Perséfone se paseaba por la sala de los trofeos admirándola. Aunque Apolo eran un gran orador, ya conocía la historia. La verdad, es que incluso sin conocerla, se parecía a todas las demás que había narrado sobre sus duelos musicales: todas acababan con su aplastante victoria. Sin embargo, la multitud de obsequios que guardaba era maravillosa. Se quedó fascinada con una corona de aro radiante que el mismo Helios había creado en su honor, arrancando rayos al sol para confeccionarla

—¿Más vino, dulce Perséfone? —le preguntó de pronto. Ella negó con la cabeza, silenciosa como había permanecido toda la velada. Apolo arqueó una ceja y sonrió—. ¡Pero si aún ni has bebido de la primera que te serví! El viñedo de Pan no ofrece un vino tan... delicado como el de Dioniso, pero es bastante fresco, para ser cultivado por un dios de los pastores. Debes probarlo.

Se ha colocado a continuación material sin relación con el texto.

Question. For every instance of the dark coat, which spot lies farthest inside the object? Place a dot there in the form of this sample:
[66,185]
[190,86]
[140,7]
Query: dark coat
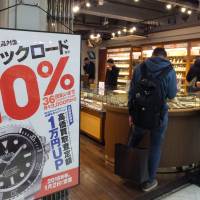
[90,70]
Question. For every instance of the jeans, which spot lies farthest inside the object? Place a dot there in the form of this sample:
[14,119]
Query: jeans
[156,137]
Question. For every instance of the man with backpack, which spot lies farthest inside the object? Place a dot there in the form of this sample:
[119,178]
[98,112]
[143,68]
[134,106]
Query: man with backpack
[153,82]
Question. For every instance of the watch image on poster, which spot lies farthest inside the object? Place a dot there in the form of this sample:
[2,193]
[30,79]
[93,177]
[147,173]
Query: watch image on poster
[39,113]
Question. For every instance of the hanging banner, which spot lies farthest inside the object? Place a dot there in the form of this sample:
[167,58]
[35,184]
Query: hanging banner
[39,113]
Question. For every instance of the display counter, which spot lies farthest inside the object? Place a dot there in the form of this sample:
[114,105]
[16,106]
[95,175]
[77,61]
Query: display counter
[181,146]
[105,118]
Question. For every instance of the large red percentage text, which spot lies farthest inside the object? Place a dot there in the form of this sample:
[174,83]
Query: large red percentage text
[24,72]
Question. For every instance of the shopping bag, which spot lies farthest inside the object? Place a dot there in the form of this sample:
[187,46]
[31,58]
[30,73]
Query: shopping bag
[131,163]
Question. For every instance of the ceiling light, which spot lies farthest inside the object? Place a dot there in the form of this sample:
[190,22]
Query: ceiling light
[88,4]
[134,28]
[92,36]
[189,12]
[169,6]
[125,30]
[183,10]
[76,9]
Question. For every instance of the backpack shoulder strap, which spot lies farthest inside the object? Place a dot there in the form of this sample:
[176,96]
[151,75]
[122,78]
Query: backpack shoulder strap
[164,72]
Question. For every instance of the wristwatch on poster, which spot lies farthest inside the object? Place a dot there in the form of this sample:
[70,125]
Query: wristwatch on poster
[23,154]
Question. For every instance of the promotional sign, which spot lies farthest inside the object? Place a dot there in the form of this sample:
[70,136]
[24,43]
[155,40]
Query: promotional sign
[39,113]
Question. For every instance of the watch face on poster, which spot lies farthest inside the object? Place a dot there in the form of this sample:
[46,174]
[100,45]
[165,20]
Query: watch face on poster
[21,160]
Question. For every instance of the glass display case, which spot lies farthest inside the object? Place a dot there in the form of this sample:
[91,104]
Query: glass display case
[190,101]
[92,100]
[178,56]
[122,58]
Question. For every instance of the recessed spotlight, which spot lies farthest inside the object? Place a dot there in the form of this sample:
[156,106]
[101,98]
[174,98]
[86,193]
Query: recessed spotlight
[88,4]
[76,9]
[183,10]
[101,2]
[169,6]
[189,12]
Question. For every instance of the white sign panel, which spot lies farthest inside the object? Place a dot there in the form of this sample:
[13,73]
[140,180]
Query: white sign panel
[39,111]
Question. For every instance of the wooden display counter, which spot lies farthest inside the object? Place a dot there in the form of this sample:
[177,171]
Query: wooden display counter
[182,142]
[93,123]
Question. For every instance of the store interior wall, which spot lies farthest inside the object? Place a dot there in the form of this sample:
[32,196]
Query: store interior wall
[24,17]
[84,53]
[183,34]
[3,15]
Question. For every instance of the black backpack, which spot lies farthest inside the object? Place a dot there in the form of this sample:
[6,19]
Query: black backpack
[149,100]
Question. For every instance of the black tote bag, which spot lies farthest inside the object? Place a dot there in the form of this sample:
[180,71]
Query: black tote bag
[131,163]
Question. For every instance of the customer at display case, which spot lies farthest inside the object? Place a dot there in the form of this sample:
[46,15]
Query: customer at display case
[153,82]
[193,77]
[89,69]
[112,74]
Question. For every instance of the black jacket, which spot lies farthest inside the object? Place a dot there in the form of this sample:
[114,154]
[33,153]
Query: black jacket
[111,78]
[90,70]
[194,72]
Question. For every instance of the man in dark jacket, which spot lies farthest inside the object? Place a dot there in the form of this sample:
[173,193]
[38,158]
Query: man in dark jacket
[112,74]
[89,68]
[155,65]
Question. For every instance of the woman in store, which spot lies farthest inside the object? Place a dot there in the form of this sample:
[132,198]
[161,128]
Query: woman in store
[193,77]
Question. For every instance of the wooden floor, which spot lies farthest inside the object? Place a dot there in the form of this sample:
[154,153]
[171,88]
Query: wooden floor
[97,181]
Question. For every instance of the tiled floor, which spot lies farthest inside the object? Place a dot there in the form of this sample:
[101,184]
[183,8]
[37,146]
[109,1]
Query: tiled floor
[189,193]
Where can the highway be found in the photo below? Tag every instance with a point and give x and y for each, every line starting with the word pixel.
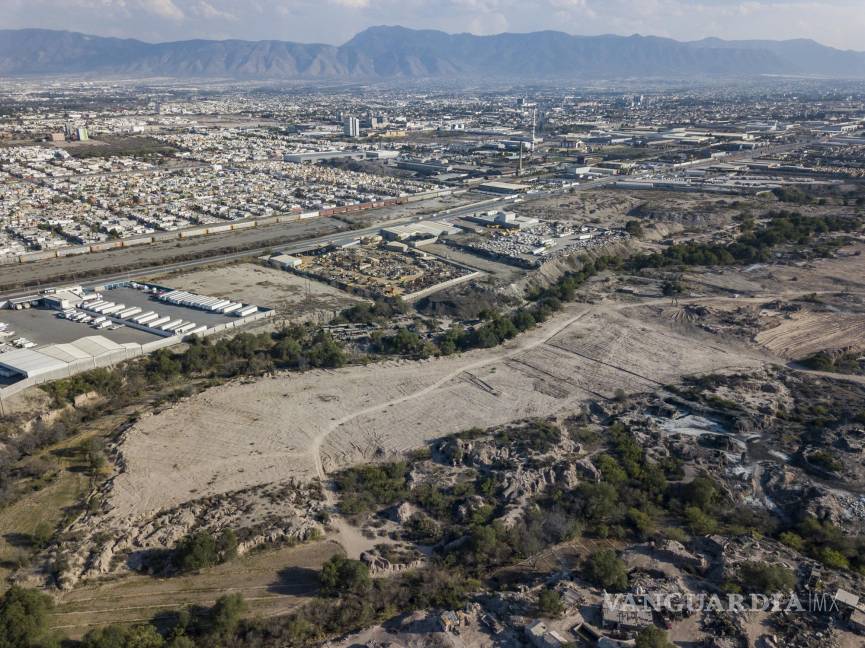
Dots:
pixel 348 236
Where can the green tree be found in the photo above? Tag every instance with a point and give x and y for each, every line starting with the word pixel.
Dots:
pixel 605 569
pixel 652 637
pixel 196 551
pixel 24 619
pixel 116 636
pixel 226 545
pixel 549 603
pixel 226 614
pixel 341 575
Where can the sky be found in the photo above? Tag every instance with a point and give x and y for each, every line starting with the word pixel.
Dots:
pixel 840 23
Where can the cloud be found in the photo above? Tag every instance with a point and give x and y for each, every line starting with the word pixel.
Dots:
pixel 835 22
pixel 163 9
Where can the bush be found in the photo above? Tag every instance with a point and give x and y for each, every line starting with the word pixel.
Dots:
pixel 605 569
pixel 762 578
pixel 114 636
pixel 549 604
pixel 24 619
pixel 201 549
pixel 341 575
pixel 652 637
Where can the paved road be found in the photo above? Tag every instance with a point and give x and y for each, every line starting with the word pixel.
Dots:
pixel 40 271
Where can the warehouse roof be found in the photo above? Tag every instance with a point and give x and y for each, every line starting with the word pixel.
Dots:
pixel 30 363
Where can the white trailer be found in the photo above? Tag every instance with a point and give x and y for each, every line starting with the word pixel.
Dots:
pixel 159 321
pixel 170 326
pixel 129 312
pixel 138 319
pixel 183 329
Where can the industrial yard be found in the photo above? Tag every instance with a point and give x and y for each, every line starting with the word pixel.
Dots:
pixel 291 296
pixel 391 270
pixel 44 334
pixel 490 356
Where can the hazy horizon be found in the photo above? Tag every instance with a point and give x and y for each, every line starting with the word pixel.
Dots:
pixel 838 23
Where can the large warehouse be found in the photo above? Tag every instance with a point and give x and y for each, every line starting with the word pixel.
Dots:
pixel 86 353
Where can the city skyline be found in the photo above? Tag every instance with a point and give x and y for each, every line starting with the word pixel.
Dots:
pixel 837 23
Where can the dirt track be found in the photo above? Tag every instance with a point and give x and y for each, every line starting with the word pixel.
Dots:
pixel 305 425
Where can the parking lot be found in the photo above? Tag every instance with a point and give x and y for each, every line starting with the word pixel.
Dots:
pixel 42 326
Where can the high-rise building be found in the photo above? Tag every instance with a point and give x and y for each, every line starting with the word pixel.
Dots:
pixel 351 127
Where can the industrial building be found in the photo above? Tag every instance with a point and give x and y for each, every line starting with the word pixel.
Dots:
pixel 324 156
pixel 503 219
pixel 76 356
pixel 506 188
pixel 351 127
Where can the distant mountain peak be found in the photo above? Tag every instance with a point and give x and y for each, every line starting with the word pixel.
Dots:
pixel 386 51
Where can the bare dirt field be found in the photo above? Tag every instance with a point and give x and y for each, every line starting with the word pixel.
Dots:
pixel 292 296
pixel 806 332
pixel 846 272
pixel 303 425
pixel 272 583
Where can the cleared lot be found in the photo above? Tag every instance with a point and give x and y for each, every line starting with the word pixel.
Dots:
pixel 299 426
pixel 293 296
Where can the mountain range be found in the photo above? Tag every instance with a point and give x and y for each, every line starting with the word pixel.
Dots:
pixel 398 53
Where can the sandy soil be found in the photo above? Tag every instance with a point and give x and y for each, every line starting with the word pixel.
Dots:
pixel 305 425
pixel 805 333
pixel 293 296
pixel 271 582
pixel 846 272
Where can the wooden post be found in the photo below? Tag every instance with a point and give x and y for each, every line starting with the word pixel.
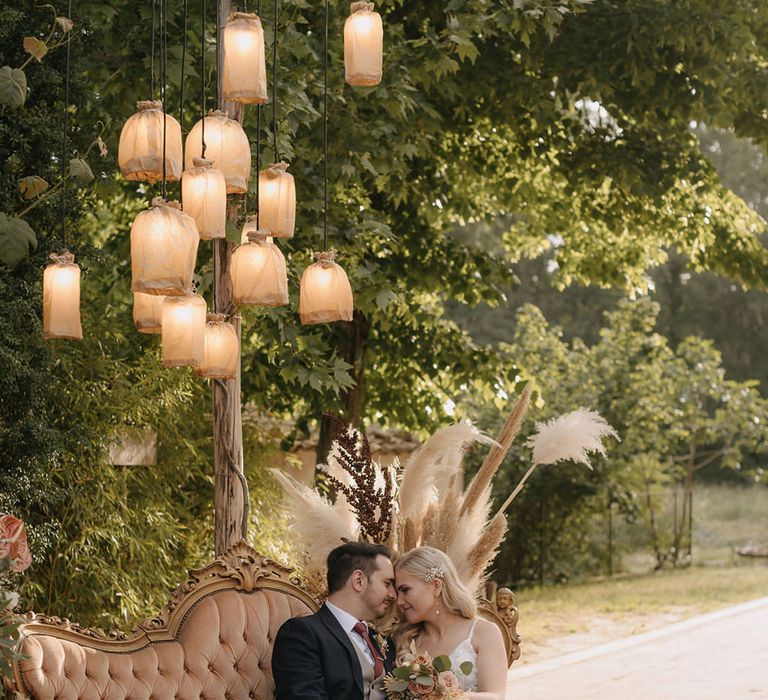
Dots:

Apolo hizo un gesto, y su criado, Cipariso, un muchacho de rostro aniñado hijo de una de sus musas que miraba a Apolo con ojos celosos de atención, corrió para llenar la copa de su señor del tonel de madera para la crianza de vino que Pan el dios sátiro de los rebaños y la fertilidad le había entregado a Apolo después del concurso que le relataba. El aroma del vino inundó la sala de los trofeos. Apolo brindó su copa con la de Perséfone alzándola al cielo y la llevó a sus labios, esperando que Perséfone siguiera el ejemplo.

Ella sonrió con educación y bebió un pequeño sorbo para complacer a su anfitrión. El sabor era salvaje y dominante, y se relamió lo labios con regusto.

—¡Es delicioso! —exclamó—. Me gusta más incluso que el de Dioniso.

Apolo se extrañó ante su declaración, obviamente en total desacuerdo, pero enseguida retomó la compostura, y agradado bebió entonces para continuar hablando:

—Te estaba contando sobre mi duelo con Pan. El caso es que todos estuvimos satisfechos con el resultado, menos el rey Midas que disintió. El rey era un ferviente seguidor de Pan, ¡se negaba aceptar su derrota, acusándome de haberlo hechizado! Pan se enfureció ante tal acusación e hizo que sus orejas se le convirtieran en orejas de burro, admitiendo que...

Apolo se vio interrumpido cuando Perséfone estalló en un ataque de risa al imaginarse al gran rey Midas con orejas de burro. Cipariso enseguida la censuró con una mirada reprobatoria, totalmente indignado por su falta de educación, y Perséfone se acaloró avergonzada.

Apolo, aunque no entendía el humor de la joven, retomó su historia con elegancia. Era del tipo de persona que parecía temer al silencio, y necesitaba poco para animarse a hablar, satisfecho del placer de escuchar su aterciopelada voz.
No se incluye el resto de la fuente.